Train To Fail
The Navy, and every military, for that matter, professes to,
Train like you fight, fight like you train.
That’s just common sense. Anticipate the type of fighting you’re going to be called on to do and train for it. Simple and wise.
So, what’s the Navy training for? Well, nothing relevant, as we’ve discussed repeatedly but let’s set that aside.
The training the Navy is doing involves precision guided weapons. Guided by what? GPS, of course, and also mid-course guidance signals generated from radar data.
The training the Navy is doing involves battlespace awareness. Awareness from what? Radar, mainly.
The training the Navy is doing involves cooperative engagement whereby separate platforms share data and weapons control. Data obtained how? Network transmissions.
The training the Navy is doing involves tightly integrated command and control procedures. Integrated how? Various radio and other broad area communications transmissions.
The training the Navy is doing involves ship handling and navigation. Navigation via what? GPS coordinates. The days of the sextant or even radar fixes are gone.
Now that we’ve established what the Navy is training for, let’s consider what the actual fight will be like against a peer. Our satellites will be destroyed or severely degraded. We’ll face constant electronic countermeasures, jamming, signal disruption, and electronic warfare. Our networks will be subject to constant cyber attacks. We’ll revert to EMCON due to enemy electronic locating efforts. Our radars will be degraded due to various electronic countermeasures. In short, the actual fight will be nothing like what we’re training for. This leads to the blindingly obvious question, why are we training for a fight that won’t occur and why aren’t we training for the fight that will occur?
Our current approach is,
Train like you'll never fight, fight like you’ve never trained.
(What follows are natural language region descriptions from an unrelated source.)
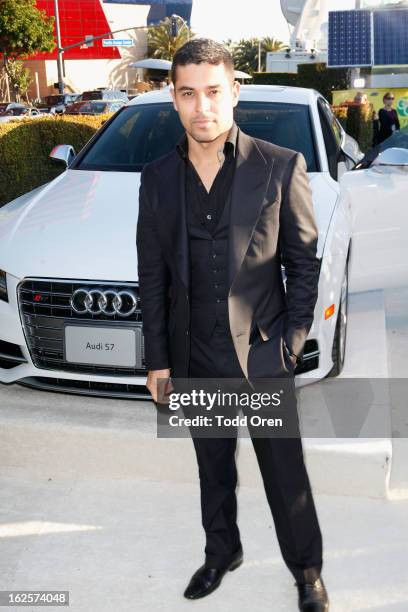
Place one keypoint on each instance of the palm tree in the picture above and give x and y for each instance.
(245, 52)
(161, 44)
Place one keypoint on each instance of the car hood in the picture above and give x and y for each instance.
(80, 225)
(83, 225)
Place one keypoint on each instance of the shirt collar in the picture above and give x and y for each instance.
(230, 144)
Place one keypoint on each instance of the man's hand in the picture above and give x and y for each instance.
(152, 378)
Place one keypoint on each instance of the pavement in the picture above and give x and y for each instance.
(94, 503)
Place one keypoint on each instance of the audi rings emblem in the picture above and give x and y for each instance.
(108, 302)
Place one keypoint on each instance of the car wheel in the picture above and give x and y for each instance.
(339, 342)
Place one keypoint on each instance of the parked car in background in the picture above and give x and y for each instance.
(6, 106)
(58, 103)
(19, 111)
(94, 107)
(55, 293)
(104, 94)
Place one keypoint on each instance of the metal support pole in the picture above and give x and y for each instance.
(59, 49)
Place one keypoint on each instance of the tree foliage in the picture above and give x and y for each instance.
(24, 30)
(245, 52)
(161, 44)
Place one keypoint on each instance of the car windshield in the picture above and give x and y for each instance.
(92, 95)
(397, 139)
(53, 100)
(97, 107)
(141, 133)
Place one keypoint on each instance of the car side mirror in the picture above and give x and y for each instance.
(64, 153)
(394, 156)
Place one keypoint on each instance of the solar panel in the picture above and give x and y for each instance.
(349, 38)
(390, 37)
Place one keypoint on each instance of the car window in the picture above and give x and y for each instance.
(144, 132)
(397, 139)
(332, 120)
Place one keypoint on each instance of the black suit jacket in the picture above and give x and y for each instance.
(271, 222)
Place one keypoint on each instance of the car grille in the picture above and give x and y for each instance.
(45, 309)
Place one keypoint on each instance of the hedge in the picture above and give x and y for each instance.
(315, 76)
(25, 146)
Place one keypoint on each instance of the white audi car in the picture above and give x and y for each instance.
(70, 317)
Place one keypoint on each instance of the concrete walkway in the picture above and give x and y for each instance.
(132, 545)
(94, 503)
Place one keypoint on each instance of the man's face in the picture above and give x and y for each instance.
(204, 96)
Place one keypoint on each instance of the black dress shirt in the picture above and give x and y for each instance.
(208, 206)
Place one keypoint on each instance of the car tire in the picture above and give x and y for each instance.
(340, 334)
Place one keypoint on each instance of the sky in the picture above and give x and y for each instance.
(235, 19)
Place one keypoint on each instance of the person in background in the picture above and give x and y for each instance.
(387, 118)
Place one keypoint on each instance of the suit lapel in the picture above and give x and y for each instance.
(250, 184)
(174, 215)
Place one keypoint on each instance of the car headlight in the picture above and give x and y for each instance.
(3, 286)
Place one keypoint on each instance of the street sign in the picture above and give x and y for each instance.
(117, 42)
(390, 37)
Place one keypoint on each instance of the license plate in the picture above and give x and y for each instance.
(103, 346)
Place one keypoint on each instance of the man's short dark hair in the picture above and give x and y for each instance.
(202, 50)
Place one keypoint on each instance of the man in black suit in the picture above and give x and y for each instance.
(217, 218)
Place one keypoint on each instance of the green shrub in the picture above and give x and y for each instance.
(25, 146)
(315, 76)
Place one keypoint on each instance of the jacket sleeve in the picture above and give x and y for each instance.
(153, 284)
(298, 244)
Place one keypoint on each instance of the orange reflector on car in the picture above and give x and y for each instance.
(329, 311)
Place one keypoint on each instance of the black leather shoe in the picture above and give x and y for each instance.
(313, 597)
(207, 579)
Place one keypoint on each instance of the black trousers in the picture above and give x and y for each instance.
(283, 471)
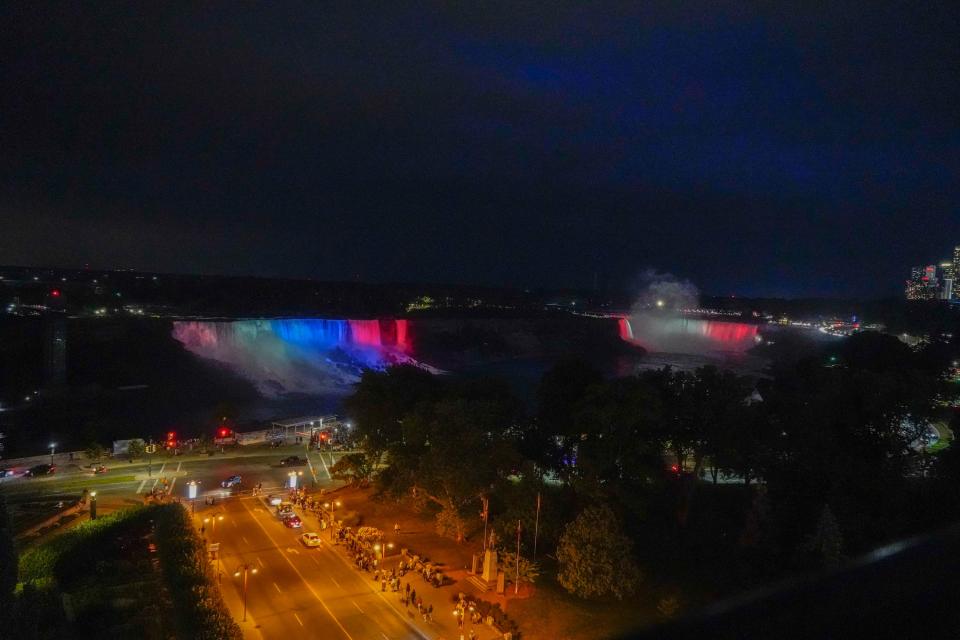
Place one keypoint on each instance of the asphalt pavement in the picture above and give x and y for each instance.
(297, 591)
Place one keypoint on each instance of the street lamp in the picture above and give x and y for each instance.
(245, 569)
(192, 495)
(332, 506)
(293, 478)
(382, 550)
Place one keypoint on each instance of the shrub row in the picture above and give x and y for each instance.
(501, 620)
(200, 611)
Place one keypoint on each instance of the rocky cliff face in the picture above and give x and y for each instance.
(451, 342)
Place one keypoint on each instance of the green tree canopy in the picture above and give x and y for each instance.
(595, 556)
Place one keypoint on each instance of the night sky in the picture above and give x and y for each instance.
(783, 150)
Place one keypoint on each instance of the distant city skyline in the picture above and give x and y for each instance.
(763, 152)
(935, 281)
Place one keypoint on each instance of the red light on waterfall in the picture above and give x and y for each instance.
(402, 336)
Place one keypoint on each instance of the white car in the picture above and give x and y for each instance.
(310, 539)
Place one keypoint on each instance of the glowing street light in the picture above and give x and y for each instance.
(332, 506)
(293, 478)
(382, 549)
(245, 570)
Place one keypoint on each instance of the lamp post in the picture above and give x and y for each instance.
(382, 550)
(213, 528)
(192, 495)
(332, 506)
(245, 569)
(293, 475)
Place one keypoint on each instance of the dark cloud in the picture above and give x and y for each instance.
(796, 149)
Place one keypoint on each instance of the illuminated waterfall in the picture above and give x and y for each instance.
(676, 334)
(310, 356)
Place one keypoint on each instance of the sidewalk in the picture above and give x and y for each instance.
(444, 624)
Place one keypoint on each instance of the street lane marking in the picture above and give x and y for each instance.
(410, 625)
(294, 567)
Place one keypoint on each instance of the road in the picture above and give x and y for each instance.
(297, 591)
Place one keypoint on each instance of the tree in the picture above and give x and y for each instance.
(354, 468)
(136, 449)
(8, 561)
(95, 451)
(529, 570)
(380, 402)
(827, 541)
(595, 556)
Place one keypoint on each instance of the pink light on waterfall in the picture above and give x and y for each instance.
(366, 333)
(403, 342)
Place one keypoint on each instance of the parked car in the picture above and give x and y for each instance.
(310, 539)
(41, 470)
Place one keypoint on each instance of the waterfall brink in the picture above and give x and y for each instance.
(676, 334)
(310, 355)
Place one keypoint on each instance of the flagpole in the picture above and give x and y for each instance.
(536, 528)
(516, 584)
(486, 516)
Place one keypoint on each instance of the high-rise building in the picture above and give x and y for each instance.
(923, 283)
(956, 271)
(946, 274)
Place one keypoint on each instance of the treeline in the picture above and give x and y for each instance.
(102, 578)
(702, 478)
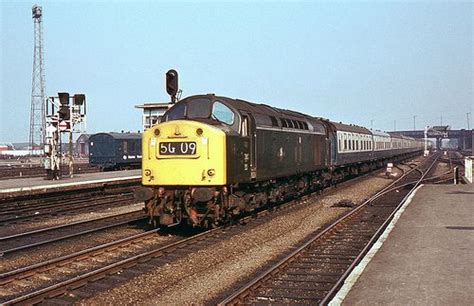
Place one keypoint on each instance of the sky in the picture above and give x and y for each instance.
(375, 64)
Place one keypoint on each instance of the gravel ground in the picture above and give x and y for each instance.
(441, 168)
(42, 253)
(12, 229)
(200, 277)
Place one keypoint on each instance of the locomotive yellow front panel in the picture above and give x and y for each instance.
(183, 153)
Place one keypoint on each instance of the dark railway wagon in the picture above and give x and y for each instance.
(111, 151)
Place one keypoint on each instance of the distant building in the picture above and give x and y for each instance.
(5, 147)
(82, 145)
(152, 112)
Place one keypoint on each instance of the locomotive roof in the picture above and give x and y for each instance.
(379, 133)
(120, 136)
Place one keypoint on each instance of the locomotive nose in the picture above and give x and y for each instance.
(183, 153)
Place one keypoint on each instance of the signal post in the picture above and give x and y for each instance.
(62, 117)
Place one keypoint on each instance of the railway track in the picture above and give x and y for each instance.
(26, 240)
(140, 256)
(26, 211)
(314, 272)
(99, 267)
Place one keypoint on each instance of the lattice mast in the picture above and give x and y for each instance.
(37, 115)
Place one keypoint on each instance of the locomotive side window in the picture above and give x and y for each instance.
(223, 113)
(176, 112)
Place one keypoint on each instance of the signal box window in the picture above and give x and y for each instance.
(222, 113)
(245, 124)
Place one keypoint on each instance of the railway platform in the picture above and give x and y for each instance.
(424, 257)
(15, 187)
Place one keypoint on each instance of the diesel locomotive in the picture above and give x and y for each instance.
(212, 158)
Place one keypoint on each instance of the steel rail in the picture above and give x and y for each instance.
(60, 261)
(129, 217)
(81, 280)
(369, 244)
(239, 295)
(77, 205)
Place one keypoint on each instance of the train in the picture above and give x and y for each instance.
(212, 158)
(114, 151)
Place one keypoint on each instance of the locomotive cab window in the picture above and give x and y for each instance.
(176, 112)
(222, 113)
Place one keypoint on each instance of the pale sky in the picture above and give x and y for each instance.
(348, 61)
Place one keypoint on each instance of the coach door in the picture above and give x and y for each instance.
(249, 130)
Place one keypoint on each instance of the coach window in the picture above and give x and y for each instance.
(222, 113)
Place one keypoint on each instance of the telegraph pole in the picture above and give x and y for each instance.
(37, 114)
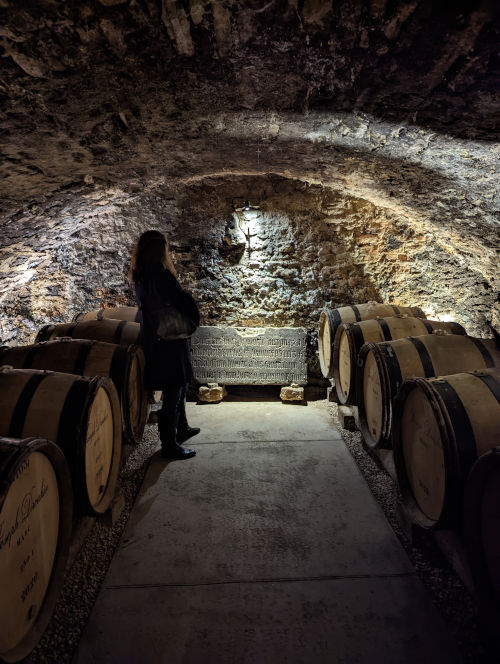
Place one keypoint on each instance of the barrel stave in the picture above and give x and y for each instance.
(36, 511)
(426, 357)
(331, 319)
(63, 405)
(441, 426)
We need to acknowledge the reality of combat and begin training for it instead of the completely unrealistic set piece training we do now. To be fair, the Army has begun to acknowledge the reality of electronic warfare and train for it but the Navy hasn't even acknowledged the reality let alone train for it. We desperately need to relearn EMCON and reevaluate how we'll conduct surveillance, communications, and data transfer and figure out how we'll fight in an electromagnetically challenged environment.